While there is some overlap in the information between the two guidelines, there are some notable differences.  The JPGN manuscript does include a nice differential diagnosis list  which can cause fatty liver disease (Table 2), including some rare entities like Dorfman-Chanarin syndrome, Cantu syndrome, Madelung lipomatosis, and numerous medications.  This review has more emphasis on etiology.
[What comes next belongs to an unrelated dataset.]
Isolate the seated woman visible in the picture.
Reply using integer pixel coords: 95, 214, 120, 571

Table 3 lists a recommended workup in children with suspected NAFLD:

  • Standard liver function tests/blood counts/coagulation studies
  • Fasting glucose & insulin
  • Lipid profile
  • Glucose tolerance test & glycosylated hemoglobin
  • Calculation of HOMA-IR, markers of insulin resistance

AND Tests to exclude other liver diseases: 

  • Lactate, uric acid, iron, ferritin, pyruvate
  • Copper, ceruloplasmin, 24-hour urinary copper
  • Sweat test
  • Celiac serology (TTG IgA and serum IgA)
  • α-1-antitrypsin levels and phenotype when indicated
  • Amino and organic acids
  • Plasma free fatty acids and acyl carnitine profile
  • Urinary steroid metabolites
  • Other specific tests as suggested by evaluation (eg. viral hepatitis panel, serum immunoglobulins, liver autoantibodies)
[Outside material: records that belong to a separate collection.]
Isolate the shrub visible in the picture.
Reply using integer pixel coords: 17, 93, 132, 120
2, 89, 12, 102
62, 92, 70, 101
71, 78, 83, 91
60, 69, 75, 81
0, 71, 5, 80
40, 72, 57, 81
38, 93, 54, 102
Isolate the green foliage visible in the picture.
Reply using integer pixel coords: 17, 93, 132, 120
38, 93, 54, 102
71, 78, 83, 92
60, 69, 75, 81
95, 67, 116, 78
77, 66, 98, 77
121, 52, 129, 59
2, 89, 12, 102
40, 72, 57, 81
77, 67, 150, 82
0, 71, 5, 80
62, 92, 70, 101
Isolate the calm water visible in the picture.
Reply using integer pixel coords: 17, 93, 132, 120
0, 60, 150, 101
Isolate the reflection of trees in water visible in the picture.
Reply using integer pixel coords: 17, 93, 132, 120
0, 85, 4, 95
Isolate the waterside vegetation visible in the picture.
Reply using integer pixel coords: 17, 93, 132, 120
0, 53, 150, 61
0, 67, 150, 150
When one looks at the recommended diagnostic algorithm (Figure 1) and tests outlined, these guidelines are not nearly as practical as the NAFLD guidelines from AASLD, AGA, and ACG and often contradictory between the tables/figures and the text.  How much would it cost for the recommended testing if/when extrapolated to the vast numbers of individuals with these disorders?  In addition, a much more limited diagnostic approach is suggested in the final section than outlined in Table 3 and Figure 1.

Imaging: these authors advocate LFTs and ultrasonography in all obese children (> 3 years) and adolescents.  If normal LFTS and sonography, the algorithm suggests the use of MRI if clinical signs of insulin resistance.  Later, the authors conclude “MRI is not cost-effective.”

Liver Biopsy: while the authors state that there is “no present consensus or evidence base to formulate guidelines” for liver biopsy, this is not well-reflected in their diagnostic algorithm in which arrows point to liver biopsy in almost everyone –either early liver biopsy or eventual biopsy in patients with persistent disease.  Accepted liver biopsy indications, according to the executive summary, include the following:

  • Exclude other treatable disease
  • Suspected advanced disease
  • Before pharmaceutical/surgical treatment
  • Research purposes

My conclusion about this position paper is it is less helpful than the AASLD/AGA/ACG guidelines.  In fact, when extensive diagnostic testing is recommended by experts, it is fortunate that other expert guidelines are available that support a more cost-effective approach.  In NAFLD cases that seem atypical and especially in the very young patient, this reference may still be helpful.